A este respeito cumpre lembrar os quatro amores que o vocabulário grego proporciona, a saber: o amor entre varão e mulher no matrimônio (ερον); o amor familiar (ζεργον); o amor de amizade meramente humano (φιλειν); e o amor de holocausto, de entrega total, o amor que se tem apenas a Deus (αγαπε).

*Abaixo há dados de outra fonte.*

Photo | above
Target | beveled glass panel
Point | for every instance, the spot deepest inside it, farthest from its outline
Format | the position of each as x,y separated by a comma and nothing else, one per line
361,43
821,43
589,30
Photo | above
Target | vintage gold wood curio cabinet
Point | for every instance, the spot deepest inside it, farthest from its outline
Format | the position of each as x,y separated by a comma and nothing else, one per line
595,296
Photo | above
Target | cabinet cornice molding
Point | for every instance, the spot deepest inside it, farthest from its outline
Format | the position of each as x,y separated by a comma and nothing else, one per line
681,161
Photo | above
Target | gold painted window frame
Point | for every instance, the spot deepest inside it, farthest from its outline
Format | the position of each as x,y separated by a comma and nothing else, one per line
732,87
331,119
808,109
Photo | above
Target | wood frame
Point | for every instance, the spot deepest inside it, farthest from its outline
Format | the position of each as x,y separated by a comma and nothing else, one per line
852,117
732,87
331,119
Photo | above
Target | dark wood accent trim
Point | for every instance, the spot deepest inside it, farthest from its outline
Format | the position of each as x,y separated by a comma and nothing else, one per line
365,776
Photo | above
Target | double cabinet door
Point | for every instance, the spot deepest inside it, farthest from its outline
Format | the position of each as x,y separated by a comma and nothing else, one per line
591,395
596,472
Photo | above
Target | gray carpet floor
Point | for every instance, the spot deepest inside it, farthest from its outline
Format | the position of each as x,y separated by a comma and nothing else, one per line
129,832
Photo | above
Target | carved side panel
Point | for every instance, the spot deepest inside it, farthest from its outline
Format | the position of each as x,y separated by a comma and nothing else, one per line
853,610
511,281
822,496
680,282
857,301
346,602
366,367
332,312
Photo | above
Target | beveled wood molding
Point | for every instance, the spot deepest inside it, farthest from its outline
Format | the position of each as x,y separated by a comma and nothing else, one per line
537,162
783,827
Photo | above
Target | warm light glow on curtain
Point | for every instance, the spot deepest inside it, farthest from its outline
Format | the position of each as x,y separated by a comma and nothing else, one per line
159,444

Ao lermos Lucas 21, 15-17 vemos claramente esta diferença dos amores no sublime diálogo entre Jesus Nosso Senhor e São Pedro. O que as traduções geralmente deixam passar despercebido, o grego revela com uma peculiar riqueza de termos, preciosa grandeza e pungente profundidade o que houve entre os dois olhares que se cruzavam durante esta conversa. Mas o que conversavam o Filho do Homem e Simão, filho de João?
O exemplo princeps
Nosso Senhor pergunta se São Pedro o amava com amor divino: “Αγαπας με?”. E Simão responde que o amava com amor humano: “Φιλο σε”. E Jesus prossegue com o mandato de apascentar com cuidado os cordeiros frágeis de seu rebanho: “Βοσκε αρνια”. Uma segunda vez pergunta se São Pedro o amava com amor total e desinteressado: “Αγαπας με?”. Mas São Pedro, responde que o amor divino ainda não o abrasa: “Κυριε, Φιλο σε”. E Jesus prossegue, recomendando que Simão apascente as ovelhas mais velhas e fortes: “Ποιμανε προβατα”. A terceira vez, Deus se abaixa até Simão e lhe pergunta: “Simão, filho de João, Φιλεις με?”. E São Pedro, profundamente entristecido, pois percebera que ainda não galgara o perfeito amor de Deus responde: “Senhor tu sabes tudo, tu sabes que “Φιλο σε”. E o Senhor prossegue recomendando: “Βοσκε προβατα”. Ou seja: “Pois bem Simão, tu, que sois velho e forte e prometeste dar a vida por mim, me negaste três vezes. Professa seu amor por mim três vezes em reparação e reconhece que ainda és imperfeito. Saibas que como tu, muitos são frágeis. Assim, apascenta com cuidado (βοσκε) inclusive as ovelhas fortes do rebanho (προβατα), pois estas, como tu, também podem ceder.
Conclusão
Esta é uma lição para nós. Pois o amor que faltou a São Pedro quando Nosso Senhor lhe pergunta três vezes se o amava também falta ao mundo hodierno. Os homens devem amar a Deus e a sua Palavra, a sua Lei, que está na Bíblia com este amor Αγαπε, ou seja, sem querer nada em troca, reciprocidade ou retribuição. O Αγαπε deve reger o mundo de hoje a obedecer a Lei de Deus e a sua Palavra pelos ensinamentos de Nosso Senhor Jesus Cristo nas sagradas escrituras.